Mistreatment at school, damage also to children who attend
Children not directly involved in violence are also entitled to compensation under the Code Red
2' min read
2' min read
Even children who were not directly mistreated and who witnessed the teachers' violence against their classmates have the right to compensation. The Court of Cassation thus rejected the appeal by two 'manesque' teachers, who wanted the children to be slapped, at most, as abuse of means of correction and not as mistreatment, while it upheld that of a father, civil plaintiff as his daughter's guardian, to whom the Court of Appeal had denied compensation as a mere spectator. An incomprehensible no given that the territorial court had recognised it for other classmates of the minor, not directly involved in the violence.
Witnessing violence
.For the court of merit, however, there was no proof that the child had even witnessed the physical and psychological ill-treatment. The Court of Cassation upheld the appeal on this point, on the assumption that the child was placed in the same classes as the children who had been awarded damages and therefore shared the same teachers. The judges apply the rule of the Red Code, relating to witnessing violence, specifying that Law 69 of 2019 did no more than transpose a path already marked out by the jurisprudence of legitimacy, which prior to the novel had affirmed the right to reimbursement for minors who witness violence to the detriment of third parties.

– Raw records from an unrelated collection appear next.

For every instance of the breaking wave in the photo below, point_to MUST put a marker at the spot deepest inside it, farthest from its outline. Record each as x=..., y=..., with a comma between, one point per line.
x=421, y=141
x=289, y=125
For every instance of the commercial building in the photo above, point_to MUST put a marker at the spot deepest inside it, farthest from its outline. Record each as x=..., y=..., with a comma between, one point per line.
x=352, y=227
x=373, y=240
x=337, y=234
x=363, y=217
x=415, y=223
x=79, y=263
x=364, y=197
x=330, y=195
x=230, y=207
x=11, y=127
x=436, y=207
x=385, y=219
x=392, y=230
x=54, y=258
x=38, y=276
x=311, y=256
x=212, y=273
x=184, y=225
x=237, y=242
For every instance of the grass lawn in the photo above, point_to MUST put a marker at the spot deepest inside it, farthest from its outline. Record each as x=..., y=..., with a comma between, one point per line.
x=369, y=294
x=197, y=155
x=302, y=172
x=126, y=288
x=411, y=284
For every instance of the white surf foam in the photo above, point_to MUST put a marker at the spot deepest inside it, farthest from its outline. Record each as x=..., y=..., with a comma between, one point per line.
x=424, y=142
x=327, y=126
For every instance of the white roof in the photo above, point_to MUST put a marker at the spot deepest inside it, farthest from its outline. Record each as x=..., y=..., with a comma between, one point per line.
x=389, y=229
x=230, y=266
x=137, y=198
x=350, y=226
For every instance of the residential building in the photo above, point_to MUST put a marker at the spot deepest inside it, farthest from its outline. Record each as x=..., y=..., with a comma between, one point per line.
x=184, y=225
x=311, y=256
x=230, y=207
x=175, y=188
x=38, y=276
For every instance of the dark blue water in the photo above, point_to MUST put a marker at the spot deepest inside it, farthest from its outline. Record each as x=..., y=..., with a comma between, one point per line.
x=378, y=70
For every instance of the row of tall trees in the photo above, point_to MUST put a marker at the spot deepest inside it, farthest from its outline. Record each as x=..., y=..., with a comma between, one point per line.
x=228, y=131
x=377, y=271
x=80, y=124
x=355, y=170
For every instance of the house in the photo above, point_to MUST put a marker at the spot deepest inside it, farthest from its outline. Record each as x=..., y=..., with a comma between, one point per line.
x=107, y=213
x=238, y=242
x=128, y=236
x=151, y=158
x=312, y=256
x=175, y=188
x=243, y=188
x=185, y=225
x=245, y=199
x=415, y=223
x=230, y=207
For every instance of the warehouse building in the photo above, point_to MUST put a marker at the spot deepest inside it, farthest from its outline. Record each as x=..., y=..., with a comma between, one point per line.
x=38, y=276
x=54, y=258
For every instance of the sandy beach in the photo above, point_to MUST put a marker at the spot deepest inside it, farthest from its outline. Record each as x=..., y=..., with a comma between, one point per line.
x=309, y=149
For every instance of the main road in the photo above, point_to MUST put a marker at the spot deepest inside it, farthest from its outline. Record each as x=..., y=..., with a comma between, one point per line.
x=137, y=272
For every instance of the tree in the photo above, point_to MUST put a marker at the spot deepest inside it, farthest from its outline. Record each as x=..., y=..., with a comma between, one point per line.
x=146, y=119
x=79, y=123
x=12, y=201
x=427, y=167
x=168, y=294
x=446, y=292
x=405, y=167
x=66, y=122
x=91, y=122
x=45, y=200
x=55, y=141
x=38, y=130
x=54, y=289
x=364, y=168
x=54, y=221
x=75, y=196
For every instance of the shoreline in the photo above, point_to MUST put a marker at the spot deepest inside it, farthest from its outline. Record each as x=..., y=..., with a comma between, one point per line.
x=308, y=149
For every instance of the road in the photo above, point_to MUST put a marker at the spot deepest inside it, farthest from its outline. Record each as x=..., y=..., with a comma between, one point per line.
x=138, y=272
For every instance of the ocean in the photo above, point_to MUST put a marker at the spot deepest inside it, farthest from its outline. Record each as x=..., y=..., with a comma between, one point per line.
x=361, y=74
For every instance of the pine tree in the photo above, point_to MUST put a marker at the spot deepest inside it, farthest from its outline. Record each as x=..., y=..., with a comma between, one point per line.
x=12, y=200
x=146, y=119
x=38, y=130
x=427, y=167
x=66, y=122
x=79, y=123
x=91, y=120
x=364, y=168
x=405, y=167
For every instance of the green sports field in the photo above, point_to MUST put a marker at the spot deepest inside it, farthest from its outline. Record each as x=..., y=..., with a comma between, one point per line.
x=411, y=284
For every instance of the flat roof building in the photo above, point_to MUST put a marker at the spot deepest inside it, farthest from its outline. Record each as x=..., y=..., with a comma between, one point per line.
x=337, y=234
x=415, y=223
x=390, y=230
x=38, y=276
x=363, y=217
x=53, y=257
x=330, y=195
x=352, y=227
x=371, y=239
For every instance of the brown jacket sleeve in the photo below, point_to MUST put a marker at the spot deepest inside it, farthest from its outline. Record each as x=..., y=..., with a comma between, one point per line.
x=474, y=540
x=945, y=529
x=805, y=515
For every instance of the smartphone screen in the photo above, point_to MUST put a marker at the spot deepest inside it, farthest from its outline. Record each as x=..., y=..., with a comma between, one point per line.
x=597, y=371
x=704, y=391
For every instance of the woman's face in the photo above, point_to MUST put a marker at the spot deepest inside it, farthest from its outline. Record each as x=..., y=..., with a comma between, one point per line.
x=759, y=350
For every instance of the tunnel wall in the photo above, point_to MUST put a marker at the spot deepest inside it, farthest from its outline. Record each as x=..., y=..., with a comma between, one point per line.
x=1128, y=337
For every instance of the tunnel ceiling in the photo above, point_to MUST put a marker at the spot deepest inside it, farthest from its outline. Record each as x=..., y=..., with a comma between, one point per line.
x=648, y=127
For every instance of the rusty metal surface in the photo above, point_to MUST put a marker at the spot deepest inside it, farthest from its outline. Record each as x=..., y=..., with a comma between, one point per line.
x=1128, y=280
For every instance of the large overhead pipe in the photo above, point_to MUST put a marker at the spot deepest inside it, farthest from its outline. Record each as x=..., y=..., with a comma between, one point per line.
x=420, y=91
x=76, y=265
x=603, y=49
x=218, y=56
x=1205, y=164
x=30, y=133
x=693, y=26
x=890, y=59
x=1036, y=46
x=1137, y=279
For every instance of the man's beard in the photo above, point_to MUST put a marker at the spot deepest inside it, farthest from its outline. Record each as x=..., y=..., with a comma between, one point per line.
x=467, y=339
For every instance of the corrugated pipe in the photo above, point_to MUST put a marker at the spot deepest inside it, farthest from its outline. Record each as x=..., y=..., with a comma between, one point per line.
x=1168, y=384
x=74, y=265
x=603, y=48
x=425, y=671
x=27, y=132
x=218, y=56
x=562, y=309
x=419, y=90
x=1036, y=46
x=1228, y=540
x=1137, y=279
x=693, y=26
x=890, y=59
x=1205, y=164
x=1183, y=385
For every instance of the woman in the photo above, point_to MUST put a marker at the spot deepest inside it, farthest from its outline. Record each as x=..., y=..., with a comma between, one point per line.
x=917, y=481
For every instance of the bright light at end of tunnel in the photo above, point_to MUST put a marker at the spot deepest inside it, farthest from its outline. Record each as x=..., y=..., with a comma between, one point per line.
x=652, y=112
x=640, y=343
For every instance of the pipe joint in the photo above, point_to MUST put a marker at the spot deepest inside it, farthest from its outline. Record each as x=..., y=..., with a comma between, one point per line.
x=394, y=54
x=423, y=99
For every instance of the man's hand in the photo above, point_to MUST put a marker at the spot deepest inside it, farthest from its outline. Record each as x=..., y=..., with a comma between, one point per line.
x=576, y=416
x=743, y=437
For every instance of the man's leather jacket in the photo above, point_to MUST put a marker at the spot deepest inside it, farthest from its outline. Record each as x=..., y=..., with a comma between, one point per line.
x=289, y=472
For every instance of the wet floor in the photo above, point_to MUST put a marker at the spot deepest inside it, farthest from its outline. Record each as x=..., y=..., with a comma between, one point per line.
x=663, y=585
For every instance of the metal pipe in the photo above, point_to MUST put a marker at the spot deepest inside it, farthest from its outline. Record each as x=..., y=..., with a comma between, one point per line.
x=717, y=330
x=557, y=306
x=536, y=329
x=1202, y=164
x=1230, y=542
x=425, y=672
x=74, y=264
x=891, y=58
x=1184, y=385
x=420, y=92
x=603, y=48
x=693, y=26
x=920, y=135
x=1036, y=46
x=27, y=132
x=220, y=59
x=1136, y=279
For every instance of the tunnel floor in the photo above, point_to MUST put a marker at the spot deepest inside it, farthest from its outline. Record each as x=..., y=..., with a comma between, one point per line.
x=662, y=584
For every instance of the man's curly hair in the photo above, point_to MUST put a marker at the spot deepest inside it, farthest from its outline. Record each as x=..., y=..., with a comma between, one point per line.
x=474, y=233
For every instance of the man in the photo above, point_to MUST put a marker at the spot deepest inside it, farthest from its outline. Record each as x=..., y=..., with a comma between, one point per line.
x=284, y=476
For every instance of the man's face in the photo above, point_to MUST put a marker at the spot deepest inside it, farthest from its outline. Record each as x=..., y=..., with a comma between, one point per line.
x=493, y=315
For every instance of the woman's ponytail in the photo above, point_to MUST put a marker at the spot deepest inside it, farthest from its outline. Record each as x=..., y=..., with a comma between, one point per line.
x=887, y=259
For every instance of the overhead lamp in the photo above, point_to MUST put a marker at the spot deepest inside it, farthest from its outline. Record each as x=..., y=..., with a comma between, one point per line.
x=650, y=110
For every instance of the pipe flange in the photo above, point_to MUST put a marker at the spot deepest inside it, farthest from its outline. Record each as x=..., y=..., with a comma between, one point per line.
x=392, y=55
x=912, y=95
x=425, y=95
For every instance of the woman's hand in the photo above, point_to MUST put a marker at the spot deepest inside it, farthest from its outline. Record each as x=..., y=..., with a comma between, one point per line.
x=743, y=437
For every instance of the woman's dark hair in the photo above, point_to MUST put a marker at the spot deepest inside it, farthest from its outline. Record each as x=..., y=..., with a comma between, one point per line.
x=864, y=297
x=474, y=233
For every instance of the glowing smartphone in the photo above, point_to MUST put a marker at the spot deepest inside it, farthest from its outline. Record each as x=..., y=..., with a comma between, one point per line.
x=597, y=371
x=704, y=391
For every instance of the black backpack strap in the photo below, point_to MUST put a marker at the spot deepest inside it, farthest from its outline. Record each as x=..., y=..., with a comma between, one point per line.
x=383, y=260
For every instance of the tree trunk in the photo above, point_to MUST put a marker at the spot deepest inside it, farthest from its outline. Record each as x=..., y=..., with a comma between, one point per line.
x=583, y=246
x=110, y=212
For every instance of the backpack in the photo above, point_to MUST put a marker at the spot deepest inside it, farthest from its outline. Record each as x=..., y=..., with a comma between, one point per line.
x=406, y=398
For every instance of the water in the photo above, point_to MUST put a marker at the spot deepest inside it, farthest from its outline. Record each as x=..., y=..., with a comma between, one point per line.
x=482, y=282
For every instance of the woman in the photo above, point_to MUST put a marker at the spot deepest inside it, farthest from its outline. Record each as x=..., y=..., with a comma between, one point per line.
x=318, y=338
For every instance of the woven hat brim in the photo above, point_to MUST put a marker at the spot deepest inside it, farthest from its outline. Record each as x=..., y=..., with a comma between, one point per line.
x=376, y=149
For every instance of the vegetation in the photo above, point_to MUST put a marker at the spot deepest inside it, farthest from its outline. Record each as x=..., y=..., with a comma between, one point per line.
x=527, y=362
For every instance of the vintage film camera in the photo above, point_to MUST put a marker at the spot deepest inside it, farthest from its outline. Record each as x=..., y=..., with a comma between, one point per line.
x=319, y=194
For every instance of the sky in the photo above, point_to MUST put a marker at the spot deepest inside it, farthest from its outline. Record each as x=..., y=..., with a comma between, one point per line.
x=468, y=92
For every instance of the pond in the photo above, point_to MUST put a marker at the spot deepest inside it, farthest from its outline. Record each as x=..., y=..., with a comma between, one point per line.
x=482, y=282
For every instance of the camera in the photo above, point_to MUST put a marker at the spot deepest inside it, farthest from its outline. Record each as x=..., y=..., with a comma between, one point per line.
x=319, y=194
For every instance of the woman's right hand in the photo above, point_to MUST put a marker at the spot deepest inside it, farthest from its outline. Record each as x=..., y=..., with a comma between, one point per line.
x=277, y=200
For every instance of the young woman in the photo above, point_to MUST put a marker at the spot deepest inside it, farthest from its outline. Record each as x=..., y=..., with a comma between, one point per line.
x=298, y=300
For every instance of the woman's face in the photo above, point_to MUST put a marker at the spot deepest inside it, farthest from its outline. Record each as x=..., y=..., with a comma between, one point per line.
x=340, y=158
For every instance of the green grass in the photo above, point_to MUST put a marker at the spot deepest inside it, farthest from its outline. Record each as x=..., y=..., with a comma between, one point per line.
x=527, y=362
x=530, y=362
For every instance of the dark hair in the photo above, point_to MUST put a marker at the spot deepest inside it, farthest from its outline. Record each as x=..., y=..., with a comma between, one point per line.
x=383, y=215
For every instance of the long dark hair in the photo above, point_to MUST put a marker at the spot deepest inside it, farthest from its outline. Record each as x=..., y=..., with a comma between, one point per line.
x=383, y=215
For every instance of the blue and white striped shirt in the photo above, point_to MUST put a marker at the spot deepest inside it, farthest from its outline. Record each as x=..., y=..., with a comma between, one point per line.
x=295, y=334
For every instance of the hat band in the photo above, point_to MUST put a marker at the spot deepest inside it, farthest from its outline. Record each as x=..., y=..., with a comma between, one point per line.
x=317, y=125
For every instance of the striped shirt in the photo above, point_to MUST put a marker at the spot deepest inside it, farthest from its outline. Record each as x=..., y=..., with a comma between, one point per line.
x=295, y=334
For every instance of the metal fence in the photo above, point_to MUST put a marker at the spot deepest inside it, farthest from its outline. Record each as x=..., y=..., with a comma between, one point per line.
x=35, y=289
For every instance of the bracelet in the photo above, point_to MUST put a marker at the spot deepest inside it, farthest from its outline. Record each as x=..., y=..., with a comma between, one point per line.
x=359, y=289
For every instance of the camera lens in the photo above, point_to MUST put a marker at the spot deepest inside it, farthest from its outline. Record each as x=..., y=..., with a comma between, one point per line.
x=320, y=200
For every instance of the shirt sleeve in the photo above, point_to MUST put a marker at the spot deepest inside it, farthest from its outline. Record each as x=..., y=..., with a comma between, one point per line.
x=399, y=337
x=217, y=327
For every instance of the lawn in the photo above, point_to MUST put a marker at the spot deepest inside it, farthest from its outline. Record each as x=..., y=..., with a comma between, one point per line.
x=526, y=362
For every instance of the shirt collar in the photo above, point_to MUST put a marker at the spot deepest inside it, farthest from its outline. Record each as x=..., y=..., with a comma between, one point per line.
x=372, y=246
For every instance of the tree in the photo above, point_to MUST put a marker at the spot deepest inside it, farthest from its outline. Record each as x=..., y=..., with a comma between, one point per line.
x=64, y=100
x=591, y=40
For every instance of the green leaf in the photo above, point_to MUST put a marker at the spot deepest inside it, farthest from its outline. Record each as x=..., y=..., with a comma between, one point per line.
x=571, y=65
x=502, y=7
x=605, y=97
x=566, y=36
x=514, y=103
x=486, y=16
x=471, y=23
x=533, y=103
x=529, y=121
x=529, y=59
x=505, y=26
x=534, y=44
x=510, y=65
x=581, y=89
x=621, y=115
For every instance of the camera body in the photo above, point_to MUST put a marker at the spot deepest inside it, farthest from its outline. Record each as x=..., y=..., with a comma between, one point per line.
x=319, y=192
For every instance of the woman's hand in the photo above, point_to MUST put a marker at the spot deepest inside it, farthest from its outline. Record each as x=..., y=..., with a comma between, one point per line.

The archaic term 'correction'
.The Court's verdict is the latest step in a case that started with awhatsapp group of mothers issuing an alert about a slap given by the two defendants to a child. An accusation that was later confirmed by videos taken inside the classroom. The Court of Cassation strongly rejected the argument of abuse of means of correction, branding the very term "correction" as archaic when referring to education. In any case, the less serious offence of abuse of the means of correction can be committed when the 'means' are lawful. Whereas violence, even if exercised in a mild form, lawful is never.